New information about this has emerged these days, focusing on the debut of new versions of Turing family video cards characterized by superior performance and possibly even more aggressive price levels. For specific versions of GeForce RTX 2060, RTX 2070 and RTX 2080 cards, there are rumors of a+ 10 percent performance obtained with higher clocked GPUs and more powerful GDDR6 memories.
E3 will take place in Los Angeles next week and NVIDIA is expected to announce it in this context. That's going to be the time to present the Super Declination cards, but only later in the summer will they debut on the market. Launch that is expected to align with the AMD Navi cards debut, the real goal of this new announcement.
NVIDIA video cards will then be available at their market debut to better counter the new generation of AMD solutions, but without touching NVIDIA's top range. In fact, the GeForce RTX 2080Ti card should not see a Super decline: after all, the target of the Navi cards is the medium-high card, hence the NVIDIA GeForce RTX cards up to RTX 2080.
Meeting the different NVIDIA partners at Computex, we gathered an interesting indiscretion linked to the Super Cards. NVIDIA had prepared two separate keynotes for Monday afternoon, May 27 in Taipei, depending on what AMD revealed in its keynote on that day's morning. On that occasion, Lisa Su, CEO of AMD provided some information on the Navi cards but did not go too far into technical details and product positioning: everything is postponed to the event scheduled at E3 for these details.

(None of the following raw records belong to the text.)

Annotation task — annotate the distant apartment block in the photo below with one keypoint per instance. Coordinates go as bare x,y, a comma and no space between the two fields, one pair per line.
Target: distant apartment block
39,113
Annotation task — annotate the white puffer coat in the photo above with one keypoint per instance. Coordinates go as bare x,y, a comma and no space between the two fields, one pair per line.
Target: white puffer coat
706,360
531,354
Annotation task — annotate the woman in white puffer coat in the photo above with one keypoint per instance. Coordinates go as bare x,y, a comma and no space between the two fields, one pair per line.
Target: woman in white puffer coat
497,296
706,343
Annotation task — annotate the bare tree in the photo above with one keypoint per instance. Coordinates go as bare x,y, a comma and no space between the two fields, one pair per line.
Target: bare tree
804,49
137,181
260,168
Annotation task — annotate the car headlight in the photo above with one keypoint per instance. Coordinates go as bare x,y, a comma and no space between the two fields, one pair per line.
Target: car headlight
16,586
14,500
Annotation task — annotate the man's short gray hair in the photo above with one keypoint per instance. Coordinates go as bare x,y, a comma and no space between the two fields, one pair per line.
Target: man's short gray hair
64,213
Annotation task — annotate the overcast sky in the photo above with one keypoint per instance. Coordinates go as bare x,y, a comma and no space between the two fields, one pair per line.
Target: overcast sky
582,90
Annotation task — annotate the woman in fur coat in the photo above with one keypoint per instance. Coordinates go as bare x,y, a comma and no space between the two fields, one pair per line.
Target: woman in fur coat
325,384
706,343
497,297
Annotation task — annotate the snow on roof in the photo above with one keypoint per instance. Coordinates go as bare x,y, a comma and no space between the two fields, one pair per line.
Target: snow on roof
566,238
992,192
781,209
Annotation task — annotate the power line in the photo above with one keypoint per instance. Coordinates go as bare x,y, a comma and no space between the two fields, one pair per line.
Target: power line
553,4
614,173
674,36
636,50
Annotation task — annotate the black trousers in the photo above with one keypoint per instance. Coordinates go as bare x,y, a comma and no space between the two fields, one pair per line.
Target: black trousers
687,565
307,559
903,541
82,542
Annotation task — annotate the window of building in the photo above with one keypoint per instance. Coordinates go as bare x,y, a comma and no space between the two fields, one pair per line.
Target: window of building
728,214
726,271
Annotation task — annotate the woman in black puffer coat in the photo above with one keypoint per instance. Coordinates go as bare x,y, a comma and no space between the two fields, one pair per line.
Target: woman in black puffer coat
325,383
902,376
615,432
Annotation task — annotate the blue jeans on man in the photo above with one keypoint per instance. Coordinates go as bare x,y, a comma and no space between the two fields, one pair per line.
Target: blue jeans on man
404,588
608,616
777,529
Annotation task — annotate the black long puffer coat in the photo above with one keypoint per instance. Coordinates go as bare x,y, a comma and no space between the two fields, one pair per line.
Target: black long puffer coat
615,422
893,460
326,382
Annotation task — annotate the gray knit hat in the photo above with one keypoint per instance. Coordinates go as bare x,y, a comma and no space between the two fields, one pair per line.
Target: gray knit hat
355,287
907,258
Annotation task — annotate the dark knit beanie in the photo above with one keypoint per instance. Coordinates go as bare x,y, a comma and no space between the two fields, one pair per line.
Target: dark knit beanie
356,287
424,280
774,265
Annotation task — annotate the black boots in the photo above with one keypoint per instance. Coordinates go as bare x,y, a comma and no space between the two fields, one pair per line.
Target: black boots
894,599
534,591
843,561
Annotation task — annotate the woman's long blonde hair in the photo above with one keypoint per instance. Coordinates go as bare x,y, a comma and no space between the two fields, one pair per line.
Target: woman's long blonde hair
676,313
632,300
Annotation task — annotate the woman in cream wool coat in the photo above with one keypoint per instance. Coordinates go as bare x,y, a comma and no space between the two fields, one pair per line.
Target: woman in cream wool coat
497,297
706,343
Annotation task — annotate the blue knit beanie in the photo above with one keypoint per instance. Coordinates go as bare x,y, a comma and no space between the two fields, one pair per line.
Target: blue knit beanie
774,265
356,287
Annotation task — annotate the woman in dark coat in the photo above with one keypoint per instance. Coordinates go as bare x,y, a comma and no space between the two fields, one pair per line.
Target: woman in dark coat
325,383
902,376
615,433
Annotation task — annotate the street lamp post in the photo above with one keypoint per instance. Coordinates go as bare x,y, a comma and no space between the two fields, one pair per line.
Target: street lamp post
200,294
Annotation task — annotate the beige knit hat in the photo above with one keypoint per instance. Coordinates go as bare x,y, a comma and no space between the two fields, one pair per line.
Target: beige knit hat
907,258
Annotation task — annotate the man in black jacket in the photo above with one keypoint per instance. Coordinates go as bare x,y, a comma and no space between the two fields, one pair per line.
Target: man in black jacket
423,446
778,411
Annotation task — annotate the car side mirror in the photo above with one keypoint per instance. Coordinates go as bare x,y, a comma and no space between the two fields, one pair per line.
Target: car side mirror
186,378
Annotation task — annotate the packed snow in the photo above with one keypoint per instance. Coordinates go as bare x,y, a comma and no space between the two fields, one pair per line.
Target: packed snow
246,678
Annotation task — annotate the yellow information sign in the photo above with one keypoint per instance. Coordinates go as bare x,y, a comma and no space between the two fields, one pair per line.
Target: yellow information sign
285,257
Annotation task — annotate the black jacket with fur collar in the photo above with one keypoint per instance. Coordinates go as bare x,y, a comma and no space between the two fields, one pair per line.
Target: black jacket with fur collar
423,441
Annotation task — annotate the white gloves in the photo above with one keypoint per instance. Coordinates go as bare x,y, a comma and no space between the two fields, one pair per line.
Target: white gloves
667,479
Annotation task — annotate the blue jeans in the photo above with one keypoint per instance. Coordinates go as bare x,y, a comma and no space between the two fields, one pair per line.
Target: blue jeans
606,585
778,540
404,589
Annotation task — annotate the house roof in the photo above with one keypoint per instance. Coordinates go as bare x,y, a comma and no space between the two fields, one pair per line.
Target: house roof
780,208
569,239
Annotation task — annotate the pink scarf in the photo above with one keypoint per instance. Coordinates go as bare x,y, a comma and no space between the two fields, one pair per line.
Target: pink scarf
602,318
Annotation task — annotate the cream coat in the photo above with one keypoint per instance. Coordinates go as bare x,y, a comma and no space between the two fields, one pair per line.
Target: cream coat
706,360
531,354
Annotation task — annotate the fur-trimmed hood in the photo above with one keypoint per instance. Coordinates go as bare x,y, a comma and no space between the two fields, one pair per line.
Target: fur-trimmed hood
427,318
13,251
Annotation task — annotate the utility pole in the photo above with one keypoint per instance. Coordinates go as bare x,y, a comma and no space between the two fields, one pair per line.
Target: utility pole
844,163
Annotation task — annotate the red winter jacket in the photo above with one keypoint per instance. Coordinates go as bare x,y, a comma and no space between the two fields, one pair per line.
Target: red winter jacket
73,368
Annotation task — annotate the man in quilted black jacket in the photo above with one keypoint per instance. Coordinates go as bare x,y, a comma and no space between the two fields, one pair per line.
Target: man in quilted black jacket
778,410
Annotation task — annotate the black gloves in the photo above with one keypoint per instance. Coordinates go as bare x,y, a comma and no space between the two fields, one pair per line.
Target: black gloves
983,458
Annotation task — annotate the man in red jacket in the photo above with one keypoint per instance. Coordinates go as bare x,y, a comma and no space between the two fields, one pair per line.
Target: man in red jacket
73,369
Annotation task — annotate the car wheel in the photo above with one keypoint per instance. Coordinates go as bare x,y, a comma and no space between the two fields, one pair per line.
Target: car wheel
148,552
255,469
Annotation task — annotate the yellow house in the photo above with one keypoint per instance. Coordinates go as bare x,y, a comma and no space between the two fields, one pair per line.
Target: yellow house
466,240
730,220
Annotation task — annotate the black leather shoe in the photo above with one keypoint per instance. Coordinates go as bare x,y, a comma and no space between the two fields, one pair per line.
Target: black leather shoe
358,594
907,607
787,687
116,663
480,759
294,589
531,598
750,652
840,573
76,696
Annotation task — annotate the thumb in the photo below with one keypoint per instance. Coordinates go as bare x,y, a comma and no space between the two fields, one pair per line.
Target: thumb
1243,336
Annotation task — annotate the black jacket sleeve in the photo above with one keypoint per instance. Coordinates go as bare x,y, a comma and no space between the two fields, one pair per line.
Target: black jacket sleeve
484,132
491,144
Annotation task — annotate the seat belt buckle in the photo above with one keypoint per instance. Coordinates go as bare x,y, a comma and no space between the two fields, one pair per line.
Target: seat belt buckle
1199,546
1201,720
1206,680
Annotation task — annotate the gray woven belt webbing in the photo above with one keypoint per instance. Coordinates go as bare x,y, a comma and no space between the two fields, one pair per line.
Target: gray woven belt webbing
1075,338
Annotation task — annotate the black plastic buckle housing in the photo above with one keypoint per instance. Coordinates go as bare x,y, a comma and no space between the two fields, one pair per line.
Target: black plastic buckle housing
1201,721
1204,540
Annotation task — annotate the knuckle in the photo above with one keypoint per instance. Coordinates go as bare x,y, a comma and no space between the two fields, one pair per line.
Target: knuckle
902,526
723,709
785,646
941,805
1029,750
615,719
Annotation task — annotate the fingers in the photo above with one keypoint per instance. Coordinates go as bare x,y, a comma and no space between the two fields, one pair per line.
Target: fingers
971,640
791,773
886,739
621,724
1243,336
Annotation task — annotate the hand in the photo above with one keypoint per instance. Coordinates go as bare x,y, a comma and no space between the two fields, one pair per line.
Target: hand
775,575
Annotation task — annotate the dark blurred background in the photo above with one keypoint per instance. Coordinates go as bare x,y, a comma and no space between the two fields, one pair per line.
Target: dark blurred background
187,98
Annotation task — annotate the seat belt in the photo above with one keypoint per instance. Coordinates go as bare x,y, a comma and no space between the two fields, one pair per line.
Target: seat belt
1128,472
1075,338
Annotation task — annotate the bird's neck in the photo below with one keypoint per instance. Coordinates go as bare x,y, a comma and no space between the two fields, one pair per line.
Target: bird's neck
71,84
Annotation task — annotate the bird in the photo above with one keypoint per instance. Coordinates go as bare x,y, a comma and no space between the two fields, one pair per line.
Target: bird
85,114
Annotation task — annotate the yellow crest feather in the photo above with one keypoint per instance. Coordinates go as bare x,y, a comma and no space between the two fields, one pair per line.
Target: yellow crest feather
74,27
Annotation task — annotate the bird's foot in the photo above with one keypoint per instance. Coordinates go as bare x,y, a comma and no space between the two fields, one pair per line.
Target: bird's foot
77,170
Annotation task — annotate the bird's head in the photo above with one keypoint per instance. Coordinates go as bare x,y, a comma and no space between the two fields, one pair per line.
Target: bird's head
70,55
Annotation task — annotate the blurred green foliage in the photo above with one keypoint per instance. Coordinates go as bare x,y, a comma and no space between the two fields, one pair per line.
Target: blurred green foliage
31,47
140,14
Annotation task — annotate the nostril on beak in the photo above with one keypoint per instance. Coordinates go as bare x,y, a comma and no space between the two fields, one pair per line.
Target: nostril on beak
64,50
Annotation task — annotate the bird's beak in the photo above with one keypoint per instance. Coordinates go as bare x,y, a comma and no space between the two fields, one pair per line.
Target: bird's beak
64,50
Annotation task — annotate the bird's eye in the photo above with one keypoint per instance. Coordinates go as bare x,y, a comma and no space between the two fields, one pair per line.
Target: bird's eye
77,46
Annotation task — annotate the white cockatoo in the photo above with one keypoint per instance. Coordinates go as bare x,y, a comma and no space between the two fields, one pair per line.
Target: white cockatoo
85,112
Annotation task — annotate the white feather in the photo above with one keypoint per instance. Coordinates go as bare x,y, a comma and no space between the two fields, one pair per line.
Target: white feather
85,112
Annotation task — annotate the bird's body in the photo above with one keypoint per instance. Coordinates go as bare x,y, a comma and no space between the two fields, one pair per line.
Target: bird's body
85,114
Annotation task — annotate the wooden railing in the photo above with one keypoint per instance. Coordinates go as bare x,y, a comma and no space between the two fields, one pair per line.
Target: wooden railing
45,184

That's why plan B was triggered in NVIDIA, i.e. not holding the keynote to CEO Jen-Hsun Huang but to Jeff Fischer, omitting all the part related to the new video cards. Compared to the standards we were accustomed to by NVIDIA, it was a very subdued keynote, not for the demerits of the presenter but for the perception that something important was missing to present.
The new Super cards will be announced at E3, so that the announcement that AMD plans for that venue will be better contrasted from the media point of view. We will be at E3 to report information on AMD and NVIDIA launches there: for the video game market for gamers it will certainly be a very interesting week. Of course, all this teaches us that competition in the field of video cards is meant to be even more aggressive than in the past: as fans, there seems to be no better time than this in the field of technology linked to the PC world.